I’ve had people tell me that my standards are too high when it comes to love and dating, but what do they know? If you ask me, my standards are just right. I’m glad that I have these ideals. I don’t shoot for perfection, but I also don’t settle for less.
I know what I want.
Just because I know I want certain things, like someone who doesn’t smoke weed, doesn’t make me snobby or mean my standards are too high. I know what I’m looking for in a partner. I keep my mind open to new experiences, but I don’t open the flood gates when there are red flags everywhere.
I’ve settled in the past and I’m done doing it.
I know what it’s like to lower my standards and settle, allowing myself to be with someone who really wasn’t a good fit for me. In fact, I did this over and over again. It hurt and it wasn’t fun. It just resulted in being unhappy and probably resentful at whoever I was with. You won’t find me doing this anymore!
I used to avoid asking for what I need because I didn’t know how good I was.
In the past, I wasn’t aware of just how wonderful I was. In fact, I thought I was innately unlovable. I thought there was something fundamentally wrong with me and that I needed fixing or saving. As a result of this, I didn’t ask for what I needed.
I’m smart enough to know that I deserve the best.
Now I know that I deserve all the good things. I know that I’m lovable and worthy just because I’m a human being who deserves respect. Knowing this about myself keeps me from falling for people who don’t fit my standards. It’s a good reality check, a reminder that I actually can hold out for the right person because I deserve them.
Life is too short to be with someone I’m not happy with.
Standards aren’t all about being “good enough,” they’re about compatibility and being with someone I’m happy with. We have a short time here on planet earth—I want to spend mine with people I like. Is that really so much to ask for? Does that really make me a princess who demands too much with my high standards? I don’t think so.

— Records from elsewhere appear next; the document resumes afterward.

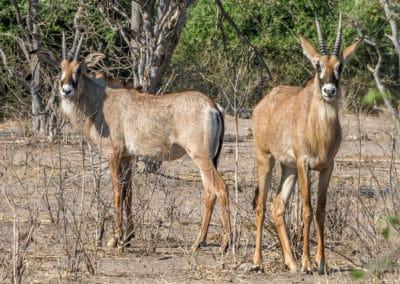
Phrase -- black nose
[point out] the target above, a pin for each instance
(329, 91)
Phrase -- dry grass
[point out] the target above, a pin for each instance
(56, 207)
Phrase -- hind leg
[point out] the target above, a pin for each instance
(265, 165)
(214, 186)
(127, 197)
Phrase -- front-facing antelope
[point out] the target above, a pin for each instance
(300, 128)
(127, 124)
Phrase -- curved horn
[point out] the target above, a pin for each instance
(320, 38)
(336, 48)
(78, 48)
(64, 48)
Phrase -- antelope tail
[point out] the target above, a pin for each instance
(221, 133)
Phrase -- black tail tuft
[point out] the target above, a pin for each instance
(256, 192)
(221, 121)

I decide my standards, not someone else.
No one else gets to tell me what my standards should or shouldn’t be. That’s something I get to decide entirely on my own or even with a group of people I trust. Certainly not another random person who thinks they know me. I refuse to let external pressure affect my choice in who to date.

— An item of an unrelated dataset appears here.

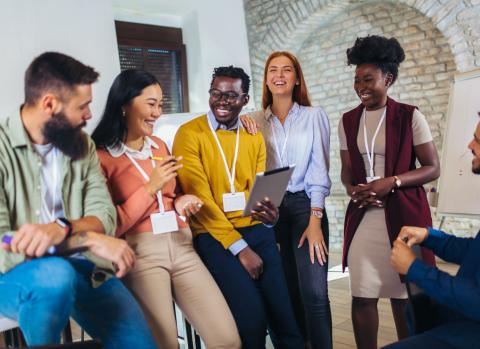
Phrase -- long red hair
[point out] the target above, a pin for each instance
(300, 92)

I’ll never totally change myself for someone else.
It’s not to say that I wouldn’t change something here or there if it felt like the right growth move for me and it was a compromise with a loving partner. You can count on not seeing big changes, though. I refuse to change myself for someone else. This is why I need someone who can meet me where my standards are, nice and high up.
I’m not afraid to be alone.
I think what makes my standards so powerful is that I’m not afraid to be alone. That means I don’t falter when I’m feeling lonely. I don’t throw my standards out the window and settle down just because I want to be with someone. Being able to be alone is a powerful thing that no one can take away from me.

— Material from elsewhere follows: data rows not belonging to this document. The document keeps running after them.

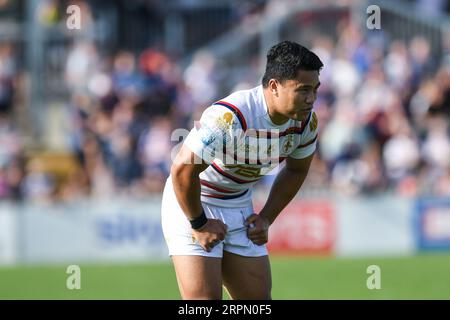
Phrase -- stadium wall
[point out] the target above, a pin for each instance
(124, 230)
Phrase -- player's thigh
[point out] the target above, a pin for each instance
(199, 277)
(246, 277)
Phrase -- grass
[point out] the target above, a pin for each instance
(417, 277)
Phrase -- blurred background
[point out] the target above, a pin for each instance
(87, 122)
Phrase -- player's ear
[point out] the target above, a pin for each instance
(273, 86)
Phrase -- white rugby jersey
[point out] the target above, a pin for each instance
(238, 139)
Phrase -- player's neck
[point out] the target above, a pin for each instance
(276, 118)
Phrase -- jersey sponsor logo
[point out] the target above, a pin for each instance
(245, 171)
(288, 144)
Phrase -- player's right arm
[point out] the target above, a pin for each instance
(199, 149)
(186, 182)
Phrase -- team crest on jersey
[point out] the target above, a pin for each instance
(288, 144)
(313, 123)
(225, 122)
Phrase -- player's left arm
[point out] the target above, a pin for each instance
(286, 185)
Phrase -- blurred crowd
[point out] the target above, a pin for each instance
(383, 109)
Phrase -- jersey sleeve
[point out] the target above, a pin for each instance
(308, 140)
(215, 134)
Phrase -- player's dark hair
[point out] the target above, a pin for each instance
(286, 58)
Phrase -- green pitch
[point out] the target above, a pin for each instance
(418, 277)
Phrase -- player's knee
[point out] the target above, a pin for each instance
(202, 296)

Maybe they need to raise their standards.
If someone’s taking the time to judge me then they need to look in the mirror at themselves. They’re in no place to criticize me. Perhaps if they think my standards are too high then theirs are too low. Who knows? I’m not the judge, but I do know that my standards are just fine right where they are. Let me know how theirs are going.
There’s too much enlivening love in the world to settle.
There’s so much love to be had! It’s everywhere and there are people who will be matches with me, I trust it. I really believe that the universe will put the right people in my life and those people are going to be awesome. Our love will be off the charts. That’s the kind of experience I want in my life, not settling for some person who barely brings joy to it.